David N. Beratan

David Beratan is the R. J. Reynolds Professor of Chemistry, Biochemistry, and Physics at Duke University. He has established a molecular-level theory that describes the rate of charge tunneling reactions in biomolecules, thus establishing the theoretical underpinnings for biological energy capture and conversion processes. He has also developed theoretical methods to assign the absolute handedness—or chirality—of complex natural products, and he is developing theoretical methods to navigate the vastness of “molecular space,” in order to discover promising new structures of use in biomedical, energy, and materials science.

David received a bachelor of science degree from Duke University and a Ph.D. from Caltech. At Caltech, he established the first successful atomic-resolution theories for electron tunneling in small molecules.

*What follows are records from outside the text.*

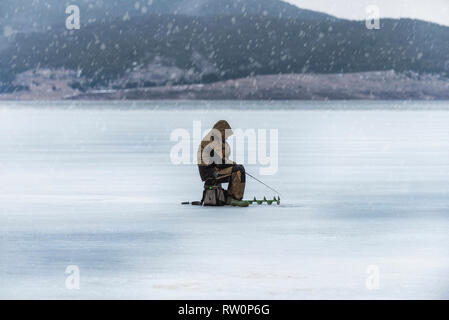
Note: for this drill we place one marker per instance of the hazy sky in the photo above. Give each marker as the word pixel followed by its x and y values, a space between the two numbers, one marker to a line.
pixel 430 10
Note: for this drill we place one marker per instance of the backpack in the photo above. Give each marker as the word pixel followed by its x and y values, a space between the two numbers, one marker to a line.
pixel 214 196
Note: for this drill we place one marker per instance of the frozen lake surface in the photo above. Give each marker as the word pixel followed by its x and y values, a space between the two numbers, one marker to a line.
pixel 92 185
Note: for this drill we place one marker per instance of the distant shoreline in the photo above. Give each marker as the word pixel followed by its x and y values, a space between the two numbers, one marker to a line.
pixel 380 85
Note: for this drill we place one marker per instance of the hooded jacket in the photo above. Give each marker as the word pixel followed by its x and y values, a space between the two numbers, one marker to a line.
pixel 214 150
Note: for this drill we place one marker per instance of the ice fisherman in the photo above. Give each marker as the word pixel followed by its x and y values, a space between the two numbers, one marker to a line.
pixel 215 166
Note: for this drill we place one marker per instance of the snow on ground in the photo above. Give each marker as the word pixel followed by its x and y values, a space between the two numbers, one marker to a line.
pixel 93 186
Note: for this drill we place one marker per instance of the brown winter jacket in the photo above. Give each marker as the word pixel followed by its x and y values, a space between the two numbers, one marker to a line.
pixel 213 152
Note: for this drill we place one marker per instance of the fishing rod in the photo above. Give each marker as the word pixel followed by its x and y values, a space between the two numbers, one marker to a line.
pixel 263 183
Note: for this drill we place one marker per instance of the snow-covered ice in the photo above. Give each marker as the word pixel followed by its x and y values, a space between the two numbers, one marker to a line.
pixel 92 185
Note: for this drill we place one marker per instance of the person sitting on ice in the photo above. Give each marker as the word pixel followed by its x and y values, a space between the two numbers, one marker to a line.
pixel 215 167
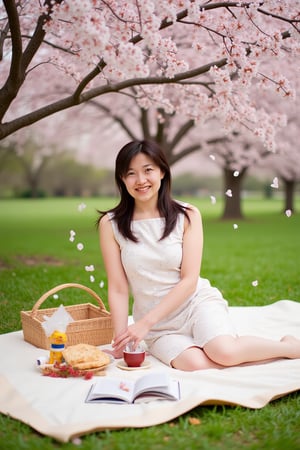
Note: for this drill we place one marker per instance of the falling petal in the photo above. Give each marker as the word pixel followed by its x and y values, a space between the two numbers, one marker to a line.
pixel 275 184
pixel 81 207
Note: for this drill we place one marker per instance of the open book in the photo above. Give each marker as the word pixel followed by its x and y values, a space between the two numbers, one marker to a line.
pixel 154 386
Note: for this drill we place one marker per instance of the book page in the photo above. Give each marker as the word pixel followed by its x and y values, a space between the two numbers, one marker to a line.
pixel 154 382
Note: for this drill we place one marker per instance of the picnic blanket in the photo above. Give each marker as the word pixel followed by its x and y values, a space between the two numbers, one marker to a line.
pixel 56 407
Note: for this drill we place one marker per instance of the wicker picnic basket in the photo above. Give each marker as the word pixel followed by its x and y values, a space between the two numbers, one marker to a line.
pixel 92 324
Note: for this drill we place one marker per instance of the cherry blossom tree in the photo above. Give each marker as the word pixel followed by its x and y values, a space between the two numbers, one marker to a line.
pixel 210 53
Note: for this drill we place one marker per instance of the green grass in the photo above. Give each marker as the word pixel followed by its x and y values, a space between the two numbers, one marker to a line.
pixel 36 255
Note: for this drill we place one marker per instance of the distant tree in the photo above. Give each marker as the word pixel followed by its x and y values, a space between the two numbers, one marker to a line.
pixel 210 53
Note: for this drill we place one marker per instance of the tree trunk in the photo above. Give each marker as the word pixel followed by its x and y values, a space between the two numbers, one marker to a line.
pixel 289 194
pixel 232 185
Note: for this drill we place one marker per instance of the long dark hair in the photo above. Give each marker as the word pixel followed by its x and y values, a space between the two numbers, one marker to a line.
pixel 123 212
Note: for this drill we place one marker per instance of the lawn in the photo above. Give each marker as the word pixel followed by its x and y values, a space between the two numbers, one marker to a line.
pixel 36 255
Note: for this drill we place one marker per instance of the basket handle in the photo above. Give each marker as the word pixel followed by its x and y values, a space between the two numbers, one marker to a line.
pixel 63 286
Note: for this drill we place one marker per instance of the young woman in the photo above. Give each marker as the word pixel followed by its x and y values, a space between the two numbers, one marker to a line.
pixel 152 248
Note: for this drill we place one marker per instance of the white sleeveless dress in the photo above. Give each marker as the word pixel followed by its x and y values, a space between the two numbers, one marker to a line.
pixel 153 268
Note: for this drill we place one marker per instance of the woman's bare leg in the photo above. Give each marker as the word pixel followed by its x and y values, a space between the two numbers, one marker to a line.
pixel 194 358
pixel 232 351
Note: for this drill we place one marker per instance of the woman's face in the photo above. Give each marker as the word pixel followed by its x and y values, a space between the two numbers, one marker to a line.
pixel 143 178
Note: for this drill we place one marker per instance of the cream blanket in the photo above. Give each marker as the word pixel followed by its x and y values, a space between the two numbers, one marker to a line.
pixel 56 407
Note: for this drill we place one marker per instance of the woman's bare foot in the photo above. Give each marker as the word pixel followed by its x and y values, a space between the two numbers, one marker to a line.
pixel 292 346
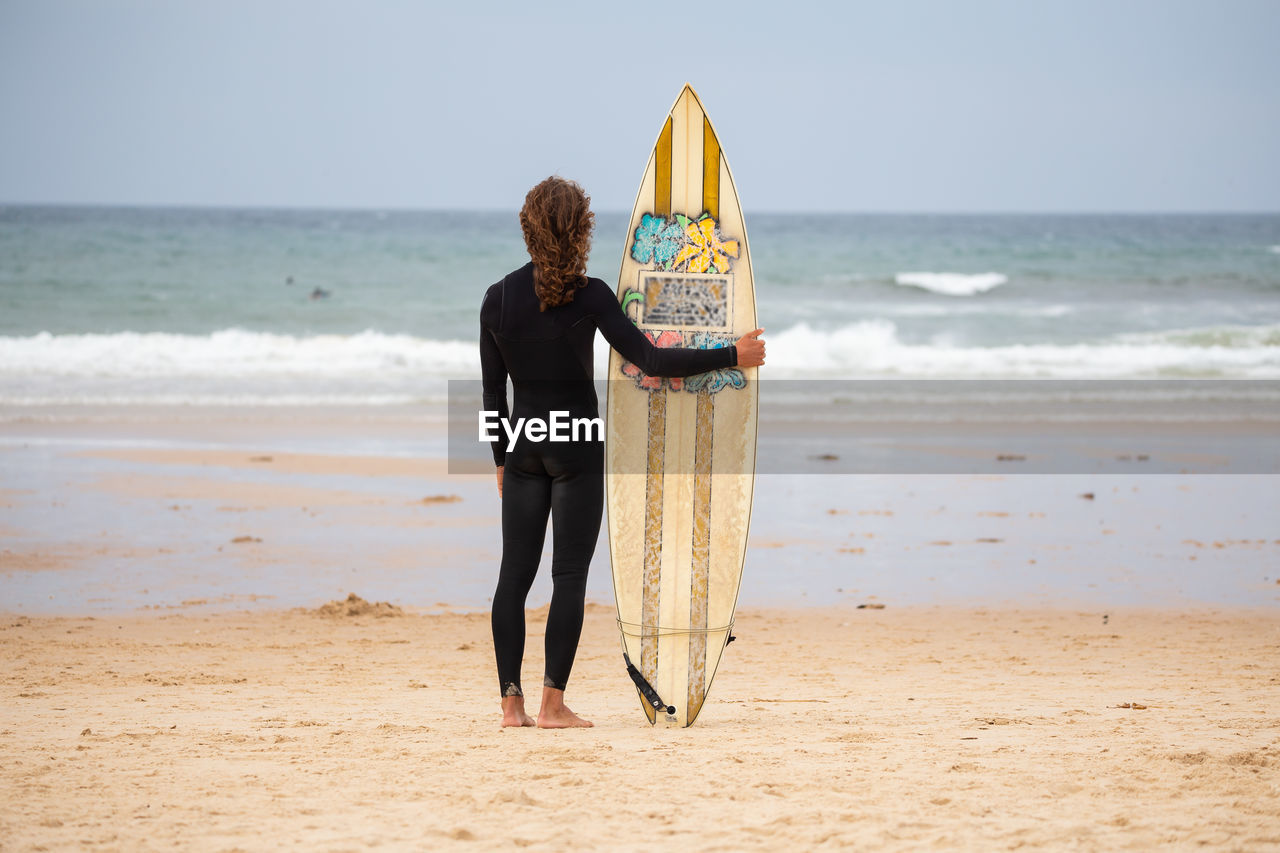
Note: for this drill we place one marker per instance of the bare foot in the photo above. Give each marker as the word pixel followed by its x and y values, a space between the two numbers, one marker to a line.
pixel 513 712
pixel 561 719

While a National Research Council Resident Research Associate at NASA’s Jet Propulsion Laboratory (and later a member of the Technical staff), David established two independent research directions. He formulated a practical approach to predict charge transfer reaction rates in biomolecules, and he established a scheme to optimize the optical, electronic, and optoelectronic properties of organic compounds. His “tunneling pathway” model for biological electron transfer remains in wide use to determine the relationship between molecular structure and function for these reactions of crucial importance in bioenergetics. His design principles for optimizing the nonlinear optical response of organic materials continue to guide synthesis and spectroscopy in this field.

In 1992, David moved to the University of Pittsburgh as Associate Professor of Chemistry; he was promoted to the rank of Professor in 1997. At Pittsburgh, he became deeply involved in bringing modern technology to the classroom for teaching physical chemistry. David became the R. J. Reynolds Professor at Duke in 2001, where he served as Chair of Chemistry from 2004 to 2007. At Duke, David’s group has established new approaches to exploring the vast structural diversity of molecular space and he has established a unified framework to describe unimolecular and intermolecular charge transfer in proteins and nucleic acids. His current research focuses on challenges in solar energy capture, biological electron transfer, the control of charge flow in small molecules, and molecular library design.

David has been a visiting Professor at All Souls College—University of Oxford, Conrad E. Ronneberg Visiting Scholar – University of Chicago, and Ralph and Lucy Hirschmann Visiting Professor—University of Pennsylvania. He has received the National Science Foundation National Young Investigator award, is a Fellow of the American Physical Society, and is a Fellow of the American Association for the Advancement of Science.

David has published more than 175 research papers and has produced one film. He has presented over 200 invited lectures internationally and serves on three editorial advisory boards.